Her leap was incredibly powerful, enough to propel them several kilometers, but an inconvenient building interposed itself between her and the escape vector. Neferpitou smashed directly through it, the Ant she was dragging along hurling protests and shielding his head. Once they were clear of the wreck, he babbled something slightly more useful.

They had a pursuer. Pitou looked back to find that the Hunter Hagya had temporarily kidnapped was right on their tail, his body wreathed in lightning. He was trying to slow them down, ground them until the Watcher and Gon could arrive.

Pitou didn't have any method of counterattack. The Hunter was out of reach of her legs, approaching from above, and her arm was occupied. The other was ruined.

Ah. But it being ruined made it useful.

Before she could think about the consequences, Pitou stopped the flow of Nen to her ruined limb and whipped it at the Hunter, faster than the eye could follow. Her shredded hand, a dangling, agonizing irritant, ripped free like a gory missile. The projectile, more bone than flesh, would have taken the Hunter's heart clear out of his body had he not slammed both his hands together in front of him in a hasty lightning-assisted catch.

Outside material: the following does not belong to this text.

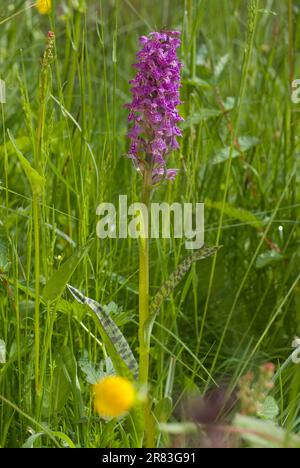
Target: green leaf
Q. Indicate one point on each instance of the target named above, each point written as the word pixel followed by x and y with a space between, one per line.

The Hunter had saved his own life, but in the process robbed himself of all momentum. He fell straight down, well clear of Neferpitou, and she and the other Ant continued their flight out of Peijing unmolested.

Twenty seconds later they landed in the muddy earth and scrub outside the city. Pitou's legs buckled under her, and she collapsed, only prevented from slamming her chin into the earth by the chameleon Chimera.

"Get us back," she gasped, still unable to breathe. She was finally running out of air. The Ant looked at her with fearful eyes. "Get us back, and you will be rewarded."

The Ant's eyes softened. He took a deep breath, concealing them both once more, and shucked her onto his back. Unable to even offer protest, Pitou closed her eyes, focusing on staying awake.

She needed to heal herself, and she couldn't deploy Blythe until they were back in the palace. Until then, she couldn't afford to think about anything else.

Not even her complete failure.
 
but an inconvenient building interposed itself between her and the escape vector.
The temerity of that building. I'm glad it got what it deserved.
Hinata needs to make a note to thank Killua for a practical demonstration of how dangerous explosives can be, incase the Poor Mans Rose hadn't hammered it in.
Finally how many times would Pitou have died in that fight if she where any character other than a guard or a king?
 
Hinata needs to make a note to thank Killua for a practical demonstration of how dangerous explosives can be, incase the Poor Mans Rose hadn't hammered it in.
Ninja's do explosives more efficiently though.

Had Hinata and crew brought exploding tags with them, it would have been sooo much easier and well hidden (and arguably more destructive depending on the tags available).
 
damn, that was an intense fight, almost had me hoping pitou would get away at first, with their victory seeming a bit to easy. But even so wounded she still managed to hold them off and make them play it safe. Also seems she might be making some character development, with chameleon boy around to help, should be interesting to see what exactly those semi-rogue ants have planned.